Postini offers a number of on-demand communications security and compliance solutions and serves more than 35,000 businesses and 10 million users worldwide. Postini’s services include message security, archiving, encryption, and policy enforcement tools which can be used to protect a company’s email, instant messaging, and other web-based communications platforms. Notably Google was already utilizing Postini technology with Gmail; the acquisition would appear to be a case of Google wanting to own a technology it was already using under license.

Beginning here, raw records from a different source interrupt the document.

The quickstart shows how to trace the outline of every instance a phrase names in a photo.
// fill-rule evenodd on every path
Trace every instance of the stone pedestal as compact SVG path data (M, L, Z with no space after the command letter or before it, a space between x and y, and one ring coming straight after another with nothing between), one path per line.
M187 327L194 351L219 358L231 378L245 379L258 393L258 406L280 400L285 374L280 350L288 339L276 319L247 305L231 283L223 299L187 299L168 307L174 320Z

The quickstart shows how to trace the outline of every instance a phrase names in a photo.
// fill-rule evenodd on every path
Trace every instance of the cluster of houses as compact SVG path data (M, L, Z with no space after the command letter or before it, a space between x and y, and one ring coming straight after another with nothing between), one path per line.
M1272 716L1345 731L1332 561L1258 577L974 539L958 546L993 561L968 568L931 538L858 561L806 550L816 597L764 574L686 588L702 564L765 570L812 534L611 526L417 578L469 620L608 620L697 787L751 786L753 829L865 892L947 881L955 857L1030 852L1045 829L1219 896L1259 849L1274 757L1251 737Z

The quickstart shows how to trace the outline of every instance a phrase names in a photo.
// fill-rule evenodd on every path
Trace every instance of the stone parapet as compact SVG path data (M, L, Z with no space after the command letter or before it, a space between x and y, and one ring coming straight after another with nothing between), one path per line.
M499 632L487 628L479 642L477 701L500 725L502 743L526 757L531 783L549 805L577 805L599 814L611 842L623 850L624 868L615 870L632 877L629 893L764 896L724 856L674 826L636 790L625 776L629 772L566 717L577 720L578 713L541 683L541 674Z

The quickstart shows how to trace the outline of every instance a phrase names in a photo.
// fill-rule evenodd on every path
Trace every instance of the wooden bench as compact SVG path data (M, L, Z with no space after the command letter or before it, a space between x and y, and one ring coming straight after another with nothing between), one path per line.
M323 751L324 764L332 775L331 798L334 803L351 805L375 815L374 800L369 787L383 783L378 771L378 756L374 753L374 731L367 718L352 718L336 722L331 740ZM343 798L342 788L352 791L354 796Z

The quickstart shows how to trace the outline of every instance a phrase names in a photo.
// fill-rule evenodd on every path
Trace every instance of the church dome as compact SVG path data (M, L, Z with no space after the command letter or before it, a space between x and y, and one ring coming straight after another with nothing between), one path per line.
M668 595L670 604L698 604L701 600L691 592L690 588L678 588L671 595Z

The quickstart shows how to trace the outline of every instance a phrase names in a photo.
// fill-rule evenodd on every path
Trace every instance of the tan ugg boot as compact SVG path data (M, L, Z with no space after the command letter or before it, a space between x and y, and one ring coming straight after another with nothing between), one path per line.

The acquisition of Postini comes as a surprise following rumors in June that the company was working towards an IPO.

Dave Girouard, Vice President & General Manager, Google Enterprise wrote on the Google Blog of the need for Google to deliver products that support complex business rules, information security mandates, and an array of legal and corporate compliance issues.

We realized that we needed a more complete way to address these information security and compliance issues in order to better support the enterprise community. That’s why we’re excited to share the news that we’ve agreed to acquire Postini, a company that offers security and corporate compliance solutions for email, IM, and other web-based communications. Like Google Apps, Postini’s services are entirely hosted, eliminating the need to install any hardware or software. A leader in its field, Postini serves more than 35,000 businesses and 10 million users, and was one of our first partners for Google Apps. Their email and IM management services include inbound and outbound policy management, spam and virus protection, content filtering, message archiving, encryption, and more. We will continue to support Postini’s customers and we look forward to the possibilities ahead.

The acquisition is expected to be finalized by the end of the third quarter 2007.
[/QUOTE]

Source: http://www.techcrunch.com/

[QUOTE]
We've officially acquired Postini
9/13/2007 03:07:00 PM
Posted by Dave Girouard, Vice President & General Manager, Google Enterprise

As of today, Postini becomes a wholly owned subsidiary of Google, and we couldn’t be happier about it. (Here's the FAQ.) Since July 9, when we announced the agreement to acquire Postini, plenty of businesses have told us how much they respect Postini and how the acquisition makes sense for customers of both companies.
We view this as welcome news, but also a sign of things to come. With the more than 100,000 businesses on Google Apps, 35,000 businesses and more than 10 million users of Postini products, we see great potential on both sides. We're committed to continue to deliver the type of innovative and useful business products our customers have come to expect. And we plan to announce even more product offerings in the very near future. Separately, both companies shared a vision for what the world of hosted applications can become for businesses of all sizes. Together, we look forward to achieving it.